The S2V Client is the command-line interface used to communicate with the S2V Service

  • It enables the validation and generation of technology specific code based on the input model configuration.
  • Authenticates with the User and Access Management to ensure secure operations within the organizational environment.

The client is available as a python package on pypi and can be used on any CI/CD agent or on your local laptop / VDI. We recommend to use the client as part of your CI/CD pipelines so that any Data Modeller is just editing YAML files in their favourite IDE (e.g. VS Code) and version it in a git repository (e.g. Github, Gitlab, etc). The pipeline can then be used to validate the model and generate / deploy the resulting code.

Version Code

Manages the model versions, enabling version control and collaboration. The model is the only source of truth and resulting code can be regenerated at any point in time. Therefore we recommend not to store the generated SQL files and move them from environment to environment, but rather regenerate the model on each environment.

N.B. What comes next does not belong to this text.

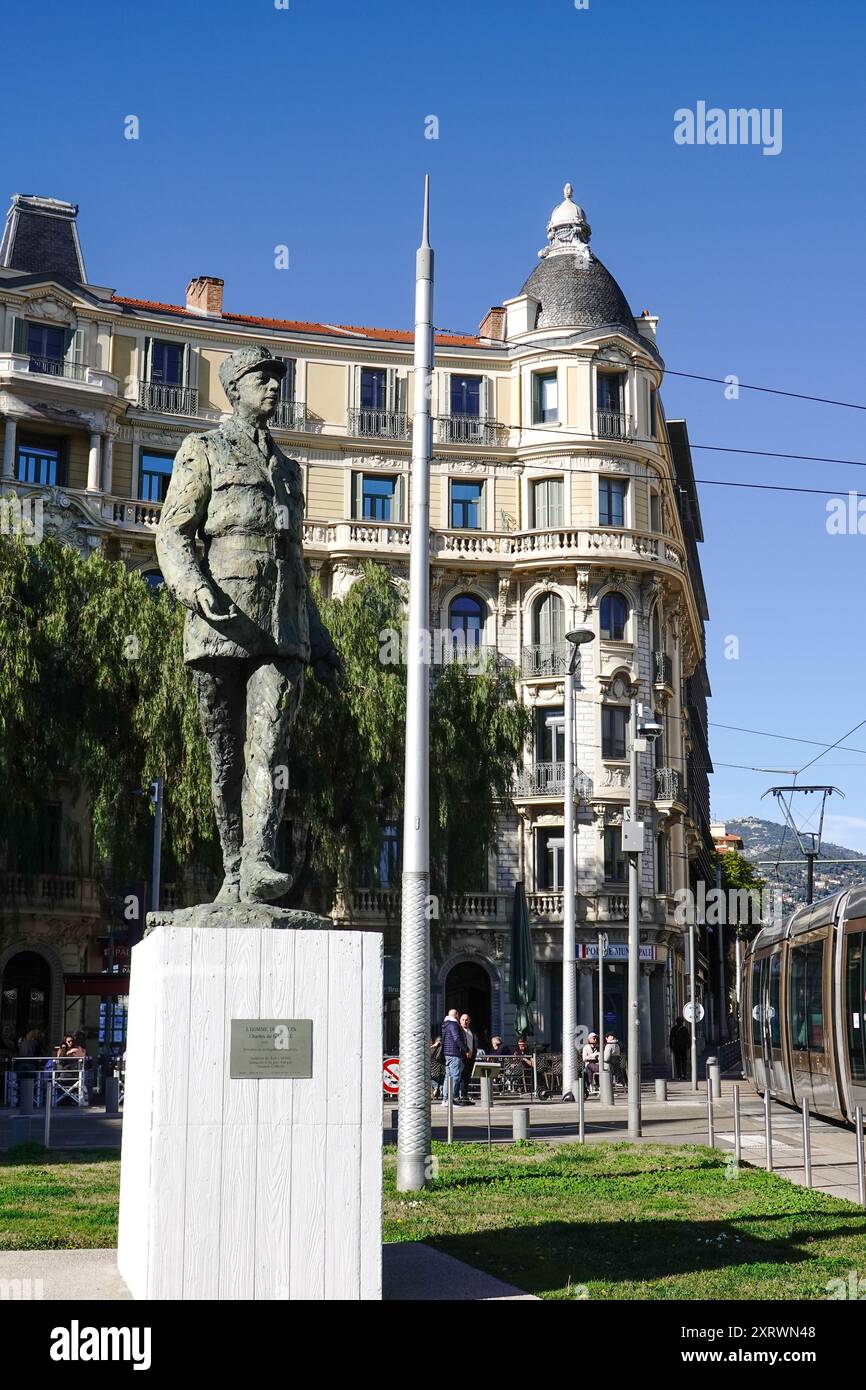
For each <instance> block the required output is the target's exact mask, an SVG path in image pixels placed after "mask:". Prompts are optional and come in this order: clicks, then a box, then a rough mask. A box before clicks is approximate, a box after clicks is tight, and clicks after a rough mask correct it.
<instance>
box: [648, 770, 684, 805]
mask: <svg viewBox="0 0 866 1390" xmlns="http://www.w3.org/2000/svg"><path fill="white" fill-rule="evenodd" d="M655 778H656V801H683V777H681V776H680V773H678V771H677V769H676V767H656V769H655Z"/></svg>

Target Technology (e.g. Snowflake)

Receives and stores the deployed Data Vault structures (e.g. Snowflake). Works as the target system for Data Vault objects generated and validated by the Stream2Vault platform. Deployments are managed through the CI/CD pipeline, ensuring automated, seamless integration into the database environment.

Workflow

The typical workflow involving Stream2Vault includes the following stages:

Authentication

The pipeline / user authenticates via the S2V Client, which in turn interacts with the enterprise Authentication Service. The S2V Service also verifies its connection with the Authentication Service.

Validation

The user defines their Data Vault model using YAML files and provides configuration files (e.g., data_vault_settings.yaml). These inputs are passed via the S2V Client via a pipeline or locally to the S2V Service, which validates the model input.

Code Management

The model artifacts are typically committed to a Git repository, enabling version control and integration into enterprise CI/CD pipelines.

Generation and Deployment

The organization specific CI/CD pipeline is used to:

  • consumes the model artifacts from Git
  • connects via the S2V client to the Service
  • validates the model files
  • generates SQL deployable scripts and standard deployment artifacts (Makefiles) if the model definition is valid
  • starts the overarching MAKE dependency file to deploy the the Data Vault structures to the target Database Service, ensuring efficient and automated deployment.

Summary

This architecture ensures seamless collaboration between the Stream2Vault platform and organizational enterprise services. It integrates secure authentication, robust code management, and automated deployments, providing a streamlined and model-driven experience for data modelers and technical teams.